Postmortem

Soledad Frechou
2 min readMay 23, 2021

Issue Summary:

A configuration error in backbone network caused an outage for Website’s services that lasted for 27 minutes and caused a 50% traffic drop across the network. The architecture of the network allowed the outage to occur in a certain geography. The outage occurred because while working on another, unrelated issue, a configuration update was made on a server. This configuration contained an error that caused a reroute of traffic from one city to another. This overwhelmed that location server and caused the outage.

TRAFFIC CONGESTION !!! DON’T PANIC (unless you are in charge of fixing it)

Timeline:

  • 20:25: Loss of backbone link between cityA and cityB
CONNECTION LOST
  • 20:25: Backbone between cityC and cityD is congesting
  • 21:12 to 21:39: cityC attracted traffic from across the backbone
  • 21:39 to 21:47: cityC dropped from the backbone, service restored
  • 21:47 to 22:10: Core congestion caused some logs to drop, edge continues operating
  • 22:10: Full recovery, including logs and metrics
SAVED THE DAYYYYYY

Root cause and resolution:

As there was a traffic congestion in cityC, a decision was made to remove some of this incoming traffic. Instead of redirecting away, a one line error caused the redirection to be made towards it. This caused a bigger traffic congestion and outage in more locations.

REDIRECT! REDIRECT! REDIRECT!

Configuration changes should have been checked before a redirection decision was made, especially after an update.
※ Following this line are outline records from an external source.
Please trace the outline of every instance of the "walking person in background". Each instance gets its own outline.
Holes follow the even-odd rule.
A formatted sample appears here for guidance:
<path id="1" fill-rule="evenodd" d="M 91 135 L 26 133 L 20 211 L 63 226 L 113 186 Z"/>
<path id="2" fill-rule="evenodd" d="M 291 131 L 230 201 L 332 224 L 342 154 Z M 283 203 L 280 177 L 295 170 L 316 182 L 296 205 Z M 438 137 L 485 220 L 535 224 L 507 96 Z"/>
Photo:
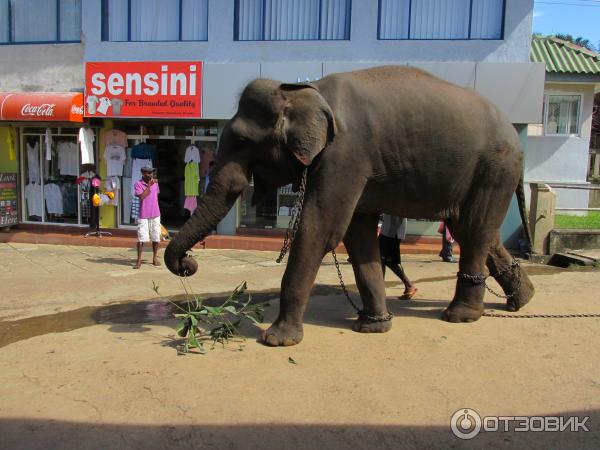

Corrective and preventative measures:

  • Introduce a maximum-prefix limit on the backbone data share sessions — this would have shut down the backbone in cityC, but the network is built to function properly without a backbone. This change will be deployed on Monday, May 24.
  • Change the local-preference for local server routes. This change will prevent a single location from attracting other locations’ traffic in a similar manner. This change has been deployed following the incident.

--

--